Cinq priorités pour le PLF 2021
Se basant sur deux grands axes du discours royal (la relance économique et la généralisation de la couverture sociale), la CGEM a mis en avant cinq domaines qu’elle juge prioritaires pour la prochaine loi de finances. Tout d’abord, la confédération patronale appelle à placer le maintien des acteurs encore en activité au coeur des préoccupations, car «malgré un contexte très délicat marqué par le manque de visibilité, ils se sont battus pour assumer leur responsabilité de maintenir l’emploi», a expliqué M. Alj, ajoutant que «la résilience de notre économie tient donc à la survie de ces acteurs que nous devons soutenir plus que jamais à travers des mesures audacieuses leur accordant un carnet de commande stable et des aides ou incitations leur permettant de renforcer leurs capacités productives actuelles».

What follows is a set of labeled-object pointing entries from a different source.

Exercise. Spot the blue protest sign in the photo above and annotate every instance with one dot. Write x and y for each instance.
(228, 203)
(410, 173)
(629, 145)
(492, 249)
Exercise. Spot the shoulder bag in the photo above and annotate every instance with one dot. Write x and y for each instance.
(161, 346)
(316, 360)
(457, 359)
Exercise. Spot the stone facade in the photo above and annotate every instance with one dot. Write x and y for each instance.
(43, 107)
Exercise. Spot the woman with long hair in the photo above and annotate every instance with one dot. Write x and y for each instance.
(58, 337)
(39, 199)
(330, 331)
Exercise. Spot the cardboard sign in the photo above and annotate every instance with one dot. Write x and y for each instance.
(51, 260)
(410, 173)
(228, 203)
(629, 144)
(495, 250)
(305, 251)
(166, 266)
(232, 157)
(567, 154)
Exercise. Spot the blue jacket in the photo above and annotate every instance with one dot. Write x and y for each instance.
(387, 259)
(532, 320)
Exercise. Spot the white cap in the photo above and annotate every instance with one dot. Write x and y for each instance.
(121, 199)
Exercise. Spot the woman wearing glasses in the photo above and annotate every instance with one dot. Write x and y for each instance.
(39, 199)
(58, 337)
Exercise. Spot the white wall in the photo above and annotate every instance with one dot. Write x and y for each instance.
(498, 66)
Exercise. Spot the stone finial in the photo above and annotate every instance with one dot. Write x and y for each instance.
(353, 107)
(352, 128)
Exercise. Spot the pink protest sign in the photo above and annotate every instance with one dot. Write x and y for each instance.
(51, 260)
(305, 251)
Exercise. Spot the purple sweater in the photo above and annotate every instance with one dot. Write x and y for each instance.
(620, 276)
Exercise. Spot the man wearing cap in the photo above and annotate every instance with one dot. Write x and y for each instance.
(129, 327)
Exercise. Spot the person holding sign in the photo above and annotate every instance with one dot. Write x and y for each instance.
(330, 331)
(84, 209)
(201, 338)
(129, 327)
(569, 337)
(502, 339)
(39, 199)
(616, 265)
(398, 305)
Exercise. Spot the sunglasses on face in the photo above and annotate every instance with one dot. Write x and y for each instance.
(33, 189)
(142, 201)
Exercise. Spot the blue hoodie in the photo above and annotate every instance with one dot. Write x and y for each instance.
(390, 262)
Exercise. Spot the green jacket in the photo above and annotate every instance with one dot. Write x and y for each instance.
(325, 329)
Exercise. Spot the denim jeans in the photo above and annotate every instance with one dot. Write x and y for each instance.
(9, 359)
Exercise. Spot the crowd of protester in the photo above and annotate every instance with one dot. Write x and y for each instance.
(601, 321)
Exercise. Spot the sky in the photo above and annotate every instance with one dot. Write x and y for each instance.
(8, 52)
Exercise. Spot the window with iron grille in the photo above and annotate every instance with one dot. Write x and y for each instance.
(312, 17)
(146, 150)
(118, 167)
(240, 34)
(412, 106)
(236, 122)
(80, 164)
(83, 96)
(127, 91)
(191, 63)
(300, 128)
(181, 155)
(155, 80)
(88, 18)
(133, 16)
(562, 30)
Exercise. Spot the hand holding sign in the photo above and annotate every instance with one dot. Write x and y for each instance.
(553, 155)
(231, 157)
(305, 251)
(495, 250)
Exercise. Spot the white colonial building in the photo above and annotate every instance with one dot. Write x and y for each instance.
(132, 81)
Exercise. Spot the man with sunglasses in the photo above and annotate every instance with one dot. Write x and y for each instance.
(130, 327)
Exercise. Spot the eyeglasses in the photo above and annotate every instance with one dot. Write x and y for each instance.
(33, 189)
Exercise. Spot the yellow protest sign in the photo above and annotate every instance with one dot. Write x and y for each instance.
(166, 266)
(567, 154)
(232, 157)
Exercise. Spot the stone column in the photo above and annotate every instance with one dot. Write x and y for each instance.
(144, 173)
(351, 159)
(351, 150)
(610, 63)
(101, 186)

Dans le même ordre d’idées, l’accélération de la capitalisation des entreprises est aujourd’hui plus qu’une exigence, c’est une nécessité, a indiqué Chakib Alj. Pour ce faire, il a appelé à l’allégement des conditions pour les opérations de structuration et d’apports en capital, afin de faire émerger une nouvelle génération d’entreprises solides, compétitives qui pourra porter les projets industriels de substitutions aux importations et le «Made in Morocco», at-il précisé, ajoutant que «la trésorerie des entreprises pâtit fortement de la crise et pour nous, il est logique et primordial de recouvrer les créances dues par l’Etat, avant de s’orienter vers d’autres financements». À ce titre, il a insisté sur le fait que la réforme de la TVA est «un impératif majeur et urgent».
S’agissant du volet social, M. Alj a noté que celui-ci est d' «une grande priorité» et représente une part importante des recommandations. «Sans le capital humain, la chaîne économique ne pourra aller de l’avant. Maintenir les emplois, encourager les recrutements, stimuler la demande… sont au coeur de nos propositions pour cette LF 2021», a-t-il martelé. En résumé, ces cinq volets sont donc la préservation du tissu productif et de l’emploi, le soutien à la demande et à l’appui social, la reconstitution des fonds propres pour les entreprises, le soutien de la trésorerie des entreprises et la simplification de la relation avec l’administration et les administrés.
«Nous sommes conscients que nos propositions constitueront un défi pour le budget de l’Etat, mais elles sont nécessaires pour que les entreprises se relèvent de cette crise. Autrement, nous risquons de les voir disparaître ainsi que les recettes fiscales qui vont avec », a relevé le
patron des patrons.
Investir pour recevoir
En somme, les recommandations de la CGEM se veulent pragmatiques, avec pour objectif de sauver le maximum d’entreprises et d’emplois, afin que, quand la crise prendra fin, le tissu industriel et productif ait les moyens de véritablement relancer l’économie du Royaume.
«La préparation de nos propositions n’a pas été une chose facile », a expliqué M. Alj, notant qu’avec « tous les indicateurs vers le bas », « l’incertitude de l’évolution de cette pandémie rend l’exercice encore plus difficile ». Et sans aucune sortie de crise en vue dans le court (voire moyen) terme, « l’année prochaine pourrait être encore plus difficile », dixit Hakim Marrakchi, vice-président de la CGEM et président de la Commission Fiscalité et Douane. Il a d’ailleurs dépeint un tableau sombre de la situation actuelle, notant qu’avec un « crédit inter-entreprises qui représente 40% du PIB national, la crise est venue exacerber ce manque de liquidité », d’autant plus que les représentants de la marque Maroc (automobile, aéronautique, tourisme) ont été touchés de plein fouet par la crise.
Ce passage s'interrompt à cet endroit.